Твид не хлопал, но по выражению его лица было ясно, что он считает Сиам качественным товаром. Однако даже сам Твид не мог полностью доверять собственному суждению. Он слегка задрал подбородок, как покупатель на аукционе, подающий условный сигнал о своей склонности к покупке.

Оба подручных Твида дружно покинули стойку и заскользили вдоль стены. Мотли наблюдал за их продвижением к столу. Он весь подобрался от волнения, хотя знал, что в ответственные моменты ему не свойственно волноваться.

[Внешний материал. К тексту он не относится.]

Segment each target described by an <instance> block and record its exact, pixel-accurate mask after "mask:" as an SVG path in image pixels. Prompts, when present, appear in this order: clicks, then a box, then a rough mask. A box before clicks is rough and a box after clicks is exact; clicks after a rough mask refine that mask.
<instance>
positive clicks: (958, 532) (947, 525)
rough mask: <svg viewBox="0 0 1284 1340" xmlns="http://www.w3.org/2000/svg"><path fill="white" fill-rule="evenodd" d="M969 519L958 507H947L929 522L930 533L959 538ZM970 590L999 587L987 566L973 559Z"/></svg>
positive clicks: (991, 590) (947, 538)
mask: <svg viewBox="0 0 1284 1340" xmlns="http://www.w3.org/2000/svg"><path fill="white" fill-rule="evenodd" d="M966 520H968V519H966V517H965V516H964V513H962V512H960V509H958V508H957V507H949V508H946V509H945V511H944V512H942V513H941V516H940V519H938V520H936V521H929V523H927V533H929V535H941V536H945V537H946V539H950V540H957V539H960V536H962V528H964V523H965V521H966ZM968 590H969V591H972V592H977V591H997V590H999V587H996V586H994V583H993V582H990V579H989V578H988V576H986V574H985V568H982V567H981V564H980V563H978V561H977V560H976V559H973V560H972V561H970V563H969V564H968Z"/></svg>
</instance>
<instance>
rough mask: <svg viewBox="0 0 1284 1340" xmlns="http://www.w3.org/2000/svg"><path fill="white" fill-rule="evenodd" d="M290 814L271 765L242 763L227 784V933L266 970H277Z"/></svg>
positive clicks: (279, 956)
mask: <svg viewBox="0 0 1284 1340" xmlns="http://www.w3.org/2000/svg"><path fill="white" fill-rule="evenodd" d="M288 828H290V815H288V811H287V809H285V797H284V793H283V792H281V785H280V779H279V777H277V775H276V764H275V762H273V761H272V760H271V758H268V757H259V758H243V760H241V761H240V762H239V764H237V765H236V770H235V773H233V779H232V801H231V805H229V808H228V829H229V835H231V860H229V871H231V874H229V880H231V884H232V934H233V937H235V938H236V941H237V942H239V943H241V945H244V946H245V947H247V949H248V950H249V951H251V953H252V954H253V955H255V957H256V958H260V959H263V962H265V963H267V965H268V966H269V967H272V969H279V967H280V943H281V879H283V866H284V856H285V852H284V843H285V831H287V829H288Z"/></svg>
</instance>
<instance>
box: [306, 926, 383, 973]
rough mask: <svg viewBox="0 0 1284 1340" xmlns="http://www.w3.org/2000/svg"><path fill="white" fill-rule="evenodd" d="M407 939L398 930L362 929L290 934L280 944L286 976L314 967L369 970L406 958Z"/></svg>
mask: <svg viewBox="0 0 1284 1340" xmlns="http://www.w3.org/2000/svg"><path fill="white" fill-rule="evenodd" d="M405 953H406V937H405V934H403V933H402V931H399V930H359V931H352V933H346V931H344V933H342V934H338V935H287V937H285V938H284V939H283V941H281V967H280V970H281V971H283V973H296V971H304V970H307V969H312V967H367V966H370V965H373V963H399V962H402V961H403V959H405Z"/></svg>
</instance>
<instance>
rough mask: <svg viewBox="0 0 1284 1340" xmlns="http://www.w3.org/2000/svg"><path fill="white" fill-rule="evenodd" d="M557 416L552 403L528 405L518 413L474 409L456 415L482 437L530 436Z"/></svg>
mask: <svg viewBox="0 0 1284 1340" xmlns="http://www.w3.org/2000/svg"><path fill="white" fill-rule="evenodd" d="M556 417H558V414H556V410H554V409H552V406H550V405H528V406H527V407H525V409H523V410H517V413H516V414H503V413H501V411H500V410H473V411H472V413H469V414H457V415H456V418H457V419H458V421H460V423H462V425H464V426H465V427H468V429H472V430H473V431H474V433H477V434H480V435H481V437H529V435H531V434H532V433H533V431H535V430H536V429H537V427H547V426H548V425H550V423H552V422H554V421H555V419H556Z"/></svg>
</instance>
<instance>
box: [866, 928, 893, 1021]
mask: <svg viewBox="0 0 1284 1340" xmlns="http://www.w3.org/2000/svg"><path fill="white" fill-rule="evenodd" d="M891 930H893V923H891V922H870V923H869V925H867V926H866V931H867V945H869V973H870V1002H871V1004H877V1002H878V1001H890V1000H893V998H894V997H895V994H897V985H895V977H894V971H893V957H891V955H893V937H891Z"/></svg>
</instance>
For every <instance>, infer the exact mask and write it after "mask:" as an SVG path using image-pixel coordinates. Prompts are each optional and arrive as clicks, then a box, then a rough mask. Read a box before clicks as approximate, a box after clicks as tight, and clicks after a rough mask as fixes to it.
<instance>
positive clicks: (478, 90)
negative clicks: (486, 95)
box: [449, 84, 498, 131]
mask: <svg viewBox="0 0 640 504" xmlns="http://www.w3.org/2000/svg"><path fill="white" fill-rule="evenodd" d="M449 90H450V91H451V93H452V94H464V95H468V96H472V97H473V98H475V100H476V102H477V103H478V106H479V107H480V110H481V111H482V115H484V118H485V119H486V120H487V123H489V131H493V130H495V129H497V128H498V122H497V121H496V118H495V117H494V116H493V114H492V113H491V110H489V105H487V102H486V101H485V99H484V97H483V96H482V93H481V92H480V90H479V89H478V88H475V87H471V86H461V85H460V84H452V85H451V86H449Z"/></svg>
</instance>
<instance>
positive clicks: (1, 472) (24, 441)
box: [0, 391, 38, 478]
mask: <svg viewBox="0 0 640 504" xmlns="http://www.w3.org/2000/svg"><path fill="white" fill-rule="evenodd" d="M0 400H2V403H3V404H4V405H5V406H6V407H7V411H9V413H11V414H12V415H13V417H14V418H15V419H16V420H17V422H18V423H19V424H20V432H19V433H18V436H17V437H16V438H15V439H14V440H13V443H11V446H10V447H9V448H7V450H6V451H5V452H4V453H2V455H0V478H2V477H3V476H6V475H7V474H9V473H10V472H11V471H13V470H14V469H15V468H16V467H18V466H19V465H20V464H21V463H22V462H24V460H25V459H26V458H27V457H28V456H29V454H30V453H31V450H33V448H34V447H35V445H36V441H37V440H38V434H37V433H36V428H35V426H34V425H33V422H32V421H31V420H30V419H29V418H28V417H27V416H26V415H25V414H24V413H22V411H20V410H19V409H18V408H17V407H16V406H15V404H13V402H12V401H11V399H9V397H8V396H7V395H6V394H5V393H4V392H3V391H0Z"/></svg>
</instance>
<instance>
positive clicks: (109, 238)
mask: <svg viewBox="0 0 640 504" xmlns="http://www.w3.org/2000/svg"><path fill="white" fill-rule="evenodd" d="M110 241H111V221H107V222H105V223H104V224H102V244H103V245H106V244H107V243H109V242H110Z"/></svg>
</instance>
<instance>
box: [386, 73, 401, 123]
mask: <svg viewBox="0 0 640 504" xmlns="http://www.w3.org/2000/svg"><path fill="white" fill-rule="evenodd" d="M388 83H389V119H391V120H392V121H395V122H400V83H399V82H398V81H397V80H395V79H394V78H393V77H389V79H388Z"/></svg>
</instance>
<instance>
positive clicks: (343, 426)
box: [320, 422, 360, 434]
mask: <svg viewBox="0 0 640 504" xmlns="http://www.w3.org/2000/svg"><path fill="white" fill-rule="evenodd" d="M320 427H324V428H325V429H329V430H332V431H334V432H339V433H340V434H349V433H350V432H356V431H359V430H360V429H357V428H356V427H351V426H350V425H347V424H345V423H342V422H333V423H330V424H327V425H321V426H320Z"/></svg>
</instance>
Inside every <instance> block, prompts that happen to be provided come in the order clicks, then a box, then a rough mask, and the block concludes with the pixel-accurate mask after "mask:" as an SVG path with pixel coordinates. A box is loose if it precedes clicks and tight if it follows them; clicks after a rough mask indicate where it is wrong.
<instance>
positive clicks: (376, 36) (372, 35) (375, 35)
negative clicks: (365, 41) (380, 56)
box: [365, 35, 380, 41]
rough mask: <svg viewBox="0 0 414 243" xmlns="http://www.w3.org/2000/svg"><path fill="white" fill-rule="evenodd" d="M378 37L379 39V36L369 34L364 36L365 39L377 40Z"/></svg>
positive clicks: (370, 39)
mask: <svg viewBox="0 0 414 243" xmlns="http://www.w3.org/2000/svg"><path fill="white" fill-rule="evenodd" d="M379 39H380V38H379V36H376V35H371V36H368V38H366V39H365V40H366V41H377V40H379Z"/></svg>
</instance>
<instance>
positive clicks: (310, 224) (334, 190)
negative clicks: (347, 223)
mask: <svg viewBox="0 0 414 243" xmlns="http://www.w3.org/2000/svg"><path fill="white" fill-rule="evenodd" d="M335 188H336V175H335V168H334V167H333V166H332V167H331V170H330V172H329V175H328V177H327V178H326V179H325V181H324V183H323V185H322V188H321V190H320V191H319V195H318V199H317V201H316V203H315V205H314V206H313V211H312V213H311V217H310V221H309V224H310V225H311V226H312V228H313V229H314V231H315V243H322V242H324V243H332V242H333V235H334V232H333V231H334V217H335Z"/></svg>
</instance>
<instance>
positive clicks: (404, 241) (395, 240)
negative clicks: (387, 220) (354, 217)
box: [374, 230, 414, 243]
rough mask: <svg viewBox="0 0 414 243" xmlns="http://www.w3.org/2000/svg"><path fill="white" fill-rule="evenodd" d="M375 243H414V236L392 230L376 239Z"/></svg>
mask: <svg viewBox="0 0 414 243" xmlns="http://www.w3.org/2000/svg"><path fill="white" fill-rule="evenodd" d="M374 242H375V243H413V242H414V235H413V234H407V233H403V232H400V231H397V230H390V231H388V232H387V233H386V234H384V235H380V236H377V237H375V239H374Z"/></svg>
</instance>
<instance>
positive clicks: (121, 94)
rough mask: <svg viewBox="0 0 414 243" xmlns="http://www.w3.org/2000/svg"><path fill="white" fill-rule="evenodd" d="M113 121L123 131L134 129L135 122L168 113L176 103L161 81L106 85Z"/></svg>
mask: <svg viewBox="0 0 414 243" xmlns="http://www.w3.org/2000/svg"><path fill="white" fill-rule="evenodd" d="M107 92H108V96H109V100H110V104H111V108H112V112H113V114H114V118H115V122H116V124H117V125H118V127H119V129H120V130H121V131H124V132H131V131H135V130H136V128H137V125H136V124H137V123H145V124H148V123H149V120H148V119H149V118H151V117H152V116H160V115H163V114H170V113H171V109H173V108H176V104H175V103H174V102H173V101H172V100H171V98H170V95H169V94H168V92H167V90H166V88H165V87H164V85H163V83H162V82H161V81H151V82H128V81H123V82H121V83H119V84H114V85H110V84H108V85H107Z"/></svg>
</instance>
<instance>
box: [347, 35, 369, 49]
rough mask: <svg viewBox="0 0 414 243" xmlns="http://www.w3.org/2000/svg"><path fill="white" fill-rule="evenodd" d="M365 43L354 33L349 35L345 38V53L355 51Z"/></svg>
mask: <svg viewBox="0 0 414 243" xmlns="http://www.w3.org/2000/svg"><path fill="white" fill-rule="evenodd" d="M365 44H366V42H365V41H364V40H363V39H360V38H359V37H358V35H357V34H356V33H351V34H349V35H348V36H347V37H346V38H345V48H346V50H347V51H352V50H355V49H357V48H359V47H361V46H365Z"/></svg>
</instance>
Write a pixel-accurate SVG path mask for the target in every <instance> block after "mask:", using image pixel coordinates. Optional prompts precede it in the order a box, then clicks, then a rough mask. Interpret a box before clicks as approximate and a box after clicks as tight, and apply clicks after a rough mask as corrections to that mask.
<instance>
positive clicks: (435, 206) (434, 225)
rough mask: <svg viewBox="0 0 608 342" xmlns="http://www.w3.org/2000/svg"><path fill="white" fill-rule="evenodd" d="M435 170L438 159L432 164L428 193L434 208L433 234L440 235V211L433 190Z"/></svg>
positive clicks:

Додж видел, как люди Твида спешат к хозяину, раздавая по пути вежливые извинения. Потягивая коктейль, он не спускал с них глаз.

Профессионалы, коих хватало в зале, знали, что происходит, и тоже следили за подручными Твида, пробирающимися к боссу.

Сиам продолжала петь как ни в чем не бывало. Казалось, в ее присутствии все остальное теряет смысл.

Агент по связи с прессой, в белом костюме, достиг Твида первым. Наклонившись, он что-то прошептал ему на ухо, после чего отпрянул к стене. Тот же маневр повторил административный ассистент. Твид благодарно покивал, и они удовлетворенно вытянулись, ничего другого не ожидая.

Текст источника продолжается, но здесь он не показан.